Position in chronology
MS 2436
About this tablet
This tablet, catalogued as MS 2436 in the Schøyen Collection, dates to the Uruk period (roughly 3200–3000 BCE) and is one of the earliest examples of writing in human history — predating even the earliest Sumerian literature by centuries. It records what appears to be an administrative transaction involving commodities including salt, categorized under institutional titles and personal designations whose exact meanings remain contested. Likely from the region of Umma in southern Iraq, it belongs to a tradition of proto-cuneiform accounting tablets that formed the bureaucratic backbone of the world's first urban civilization. The signs are pictographic and numerical rather than phonetic, meaning we can read quantities and commodities but cannot yet 'hear' the spoken language behind them.

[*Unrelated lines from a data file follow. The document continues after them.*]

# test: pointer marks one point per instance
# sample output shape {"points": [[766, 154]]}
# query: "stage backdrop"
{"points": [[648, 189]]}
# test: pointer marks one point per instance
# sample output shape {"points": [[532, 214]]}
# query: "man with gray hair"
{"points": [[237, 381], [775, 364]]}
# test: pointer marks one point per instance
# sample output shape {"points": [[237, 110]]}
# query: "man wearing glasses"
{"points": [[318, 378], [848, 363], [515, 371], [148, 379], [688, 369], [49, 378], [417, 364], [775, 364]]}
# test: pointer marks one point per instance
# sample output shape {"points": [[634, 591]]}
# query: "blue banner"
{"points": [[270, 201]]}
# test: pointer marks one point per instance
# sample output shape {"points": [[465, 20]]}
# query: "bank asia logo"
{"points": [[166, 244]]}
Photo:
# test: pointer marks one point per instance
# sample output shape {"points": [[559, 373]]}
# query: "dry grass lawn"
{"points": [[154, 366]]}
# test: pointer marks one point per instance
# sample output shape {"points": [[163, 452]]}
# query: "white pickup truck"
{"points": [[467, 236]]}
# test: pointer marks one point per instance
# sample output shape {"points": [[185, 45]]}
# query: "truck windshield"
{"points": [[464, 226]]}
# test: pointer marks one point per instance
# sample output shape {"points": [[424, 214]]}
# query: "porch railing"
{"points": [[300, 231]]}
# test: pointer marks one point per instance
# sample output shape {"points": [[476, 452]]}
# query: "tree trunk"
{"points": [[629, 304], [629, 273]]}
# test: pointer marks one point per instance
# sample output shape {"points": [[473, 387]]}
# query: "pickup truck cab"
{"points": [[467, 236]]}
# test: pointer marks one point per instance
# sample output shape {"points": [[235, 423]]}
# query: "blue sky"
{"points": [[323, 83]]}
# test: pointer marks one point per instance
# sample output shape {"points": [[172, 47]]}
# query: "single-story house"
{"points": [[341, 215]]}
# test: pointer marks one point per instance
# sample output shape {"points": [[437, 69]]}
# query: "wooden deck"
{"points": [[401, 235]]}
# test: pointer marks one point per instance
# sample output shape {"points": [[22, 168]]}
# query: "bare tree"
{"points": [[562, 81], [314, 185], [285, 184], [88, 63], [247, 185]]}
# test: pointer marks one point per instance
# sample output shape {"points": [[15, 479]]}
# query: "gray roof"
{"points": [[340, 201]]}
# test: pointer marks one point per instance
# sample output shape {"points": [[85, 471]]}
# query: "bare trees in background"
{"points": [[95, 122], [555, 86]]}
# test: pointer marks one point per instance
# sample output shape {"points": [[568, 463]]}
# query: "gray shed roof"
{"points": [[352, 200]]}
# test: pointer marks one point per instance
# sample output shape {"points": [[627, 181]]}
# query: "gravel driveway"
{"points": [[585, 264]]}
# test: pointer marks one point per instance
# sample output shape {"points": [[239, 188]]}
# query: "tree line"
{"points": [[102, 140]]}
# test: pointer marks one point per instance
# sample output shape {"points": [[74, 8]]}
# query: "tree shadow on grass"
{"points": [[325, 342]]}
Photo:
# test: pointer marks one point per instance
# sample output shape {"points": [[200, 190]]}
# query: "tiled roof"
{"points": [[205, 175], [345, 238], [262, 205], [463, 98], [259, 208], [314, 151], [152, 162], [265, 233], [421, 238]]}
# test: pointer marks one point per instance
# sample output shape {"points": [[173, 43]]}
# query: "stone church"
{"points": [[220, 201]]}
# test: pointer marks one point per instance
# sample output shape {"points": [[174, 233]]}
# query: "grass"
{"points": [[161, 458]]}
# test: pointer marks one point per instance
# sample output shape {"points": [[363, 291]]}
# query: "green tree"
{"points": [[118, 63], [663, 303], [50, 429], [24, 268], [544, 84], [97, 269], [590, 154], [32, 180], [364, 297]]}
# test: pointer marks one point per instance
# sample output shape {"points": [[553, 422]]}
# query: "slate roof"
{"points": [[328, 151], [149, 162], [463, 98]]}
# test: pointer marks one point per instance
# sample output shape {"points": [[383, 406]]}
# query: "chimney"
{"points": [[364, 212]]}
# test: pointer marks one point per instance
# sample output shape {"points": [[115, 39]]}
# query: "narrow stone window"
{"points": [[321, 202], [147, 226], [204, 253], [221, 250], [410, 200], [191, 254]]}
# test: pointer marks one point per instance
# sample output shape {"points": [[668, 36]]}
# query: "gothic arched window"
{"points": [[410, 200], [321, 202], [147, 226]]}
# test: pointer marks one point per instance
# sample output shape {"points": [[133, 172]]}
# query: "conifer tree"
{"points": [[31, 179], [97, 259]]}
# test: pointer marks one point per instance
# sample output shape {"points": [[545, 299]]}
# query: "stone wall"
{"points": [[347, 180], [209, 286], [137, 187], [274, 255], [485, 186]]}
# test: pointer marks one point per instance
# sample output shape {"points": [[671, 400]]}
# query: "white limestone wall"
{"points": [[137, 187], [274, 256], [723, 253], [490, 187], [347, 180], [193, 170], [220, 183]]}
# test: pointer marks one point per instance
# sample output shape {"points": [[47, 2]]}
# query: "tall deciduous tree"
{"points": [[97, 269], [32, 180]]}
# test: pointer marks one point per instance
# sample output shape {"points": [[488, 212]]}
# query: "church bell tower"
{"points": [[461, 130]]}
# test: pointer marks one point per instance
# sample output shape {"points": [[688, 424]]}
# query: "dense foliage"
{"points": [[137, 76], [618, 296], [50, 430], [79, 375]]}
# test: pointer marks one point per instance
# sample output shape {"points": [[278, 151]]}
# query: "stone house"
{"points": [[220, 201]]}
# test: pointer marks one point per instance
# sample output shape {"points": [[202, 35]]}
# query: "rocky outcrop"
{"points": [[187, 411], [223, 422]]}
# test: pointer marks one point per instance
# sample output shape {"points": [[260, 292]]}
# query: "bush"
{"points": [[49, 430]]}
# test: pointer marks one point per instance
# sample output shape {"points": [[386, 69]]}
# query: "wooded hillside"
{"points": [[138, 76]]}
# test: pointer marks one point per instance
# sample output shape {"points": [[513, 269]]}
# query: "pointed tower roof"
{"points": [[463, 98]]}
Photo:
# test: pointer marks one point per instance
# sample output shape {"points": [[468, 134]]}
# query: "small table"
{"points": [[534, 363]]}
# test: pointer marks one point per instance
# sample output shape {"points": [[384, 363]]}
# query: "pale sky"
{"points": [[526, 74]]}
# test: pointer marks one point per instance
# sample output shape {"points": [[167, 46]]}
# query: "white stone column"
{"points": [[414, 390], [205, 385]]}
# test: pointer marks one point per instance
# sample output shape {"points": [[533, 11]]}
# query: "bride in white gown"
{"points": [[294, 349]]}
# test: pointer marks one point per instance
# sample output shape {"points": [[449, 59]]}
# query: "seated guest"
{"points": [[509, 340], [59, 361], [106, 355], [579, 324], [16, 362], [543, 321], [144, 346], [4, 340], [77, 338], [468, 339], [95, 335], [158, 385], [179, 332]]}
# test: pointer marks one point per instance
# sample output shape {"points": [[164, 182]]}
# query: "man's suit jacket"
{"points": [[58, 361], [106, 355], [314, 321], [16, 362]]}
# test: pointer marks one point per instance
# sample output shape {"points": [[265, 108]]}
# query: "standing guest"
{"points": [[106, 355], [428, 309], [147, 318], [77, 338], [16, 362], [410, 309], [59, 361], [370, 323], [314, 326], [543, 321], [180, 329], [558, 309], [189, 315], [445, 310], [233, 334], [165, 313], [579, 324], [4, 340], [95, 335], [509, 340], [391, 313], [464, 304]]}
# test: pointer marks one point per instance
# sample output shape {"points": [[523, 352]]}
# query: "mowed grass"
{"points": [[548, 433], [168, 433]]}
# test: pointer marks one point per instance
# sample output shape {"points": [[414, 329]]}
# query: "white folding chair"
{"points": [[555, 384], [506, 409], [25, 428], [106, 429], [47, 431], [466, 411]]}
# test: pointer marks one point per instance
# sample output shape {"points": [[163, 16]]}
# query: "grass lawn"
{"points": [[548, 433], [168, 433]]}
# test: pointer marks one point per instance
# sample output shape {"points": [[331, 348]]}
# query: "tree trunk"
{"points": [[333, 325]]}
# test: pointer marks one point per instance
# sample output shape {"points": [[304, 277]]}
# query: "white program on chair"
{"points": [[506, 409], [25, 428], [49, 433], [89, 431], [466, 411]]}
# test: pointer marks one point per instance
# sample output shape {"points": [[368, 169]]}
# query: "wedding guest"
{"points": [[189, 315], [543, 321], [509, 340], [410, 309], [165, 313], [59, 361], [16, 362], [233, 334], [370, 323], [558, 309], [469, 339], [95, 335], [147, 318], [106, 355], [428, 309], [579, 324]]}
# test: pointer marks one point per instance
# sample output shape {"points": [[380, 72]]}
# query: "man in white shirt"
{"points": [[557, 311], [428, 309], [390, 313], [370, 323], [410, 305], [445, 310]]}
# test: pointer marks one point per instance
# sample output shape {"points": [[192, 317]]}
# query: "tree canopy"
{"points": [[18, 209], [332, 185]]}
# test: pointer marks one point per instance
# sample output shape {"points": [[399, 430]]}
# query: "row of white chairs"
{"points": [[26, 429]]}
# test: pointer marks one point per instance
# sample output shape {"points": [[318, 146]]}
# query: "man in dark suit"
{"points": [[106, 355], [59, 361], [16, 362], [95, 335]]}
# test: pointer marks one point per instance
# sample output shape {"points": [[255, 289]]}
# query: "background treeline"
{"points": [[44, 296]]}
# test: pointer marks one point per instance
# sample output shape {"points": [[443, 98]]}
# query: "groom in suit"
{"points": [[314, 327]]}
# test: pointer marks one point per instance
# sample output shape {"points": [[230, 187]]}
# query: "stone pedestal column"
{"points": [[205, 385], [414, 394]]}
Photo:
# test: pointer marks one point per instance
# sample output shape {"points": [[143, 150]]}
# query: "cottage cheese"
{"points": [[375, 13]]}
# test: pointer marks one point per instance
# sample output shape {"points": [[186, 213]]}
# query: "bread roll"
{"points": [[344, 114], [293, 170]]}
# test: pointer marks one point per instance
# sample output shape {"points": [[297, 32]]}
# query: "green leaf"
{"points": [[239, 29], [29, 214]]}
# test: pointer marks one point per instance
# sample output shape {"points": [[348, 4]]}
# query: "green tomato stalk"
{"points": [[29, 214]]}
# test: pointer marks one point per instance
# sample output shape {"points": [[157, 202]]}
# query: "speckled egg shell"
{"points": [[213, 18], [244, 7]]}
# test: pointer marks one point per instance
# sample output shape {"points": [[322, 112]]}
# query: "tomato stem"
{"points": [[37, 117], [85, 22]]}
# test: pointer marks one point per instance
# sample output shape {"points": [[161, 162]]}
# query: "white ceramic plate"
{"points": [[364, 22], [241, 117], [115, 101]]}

Plain-language summary by the engine — meant as a doorway into the literal translation below.
Written in modern English
This is an institutional record — a tally of goods, probably including salt, assigned to or received by specific officials or categories of workers. Two major quantity notations appear alongside signs for salt (MUN~a1), a supervisor or elder category (PAP~a), and what may be a female title or divine marker (MUSZ3~a). The rest of the signs — RAD~a, KITI, ZATU795, and others — remain undeciphered in any confident phonetic sense; we know they distinguish categories but not yet what words they represent. The tablet is too damaged and the script too early to reconstruct a fluent sentence — what survives is essentially a ledger entry: quantities of commodities, assigned to named categories of people or institutions.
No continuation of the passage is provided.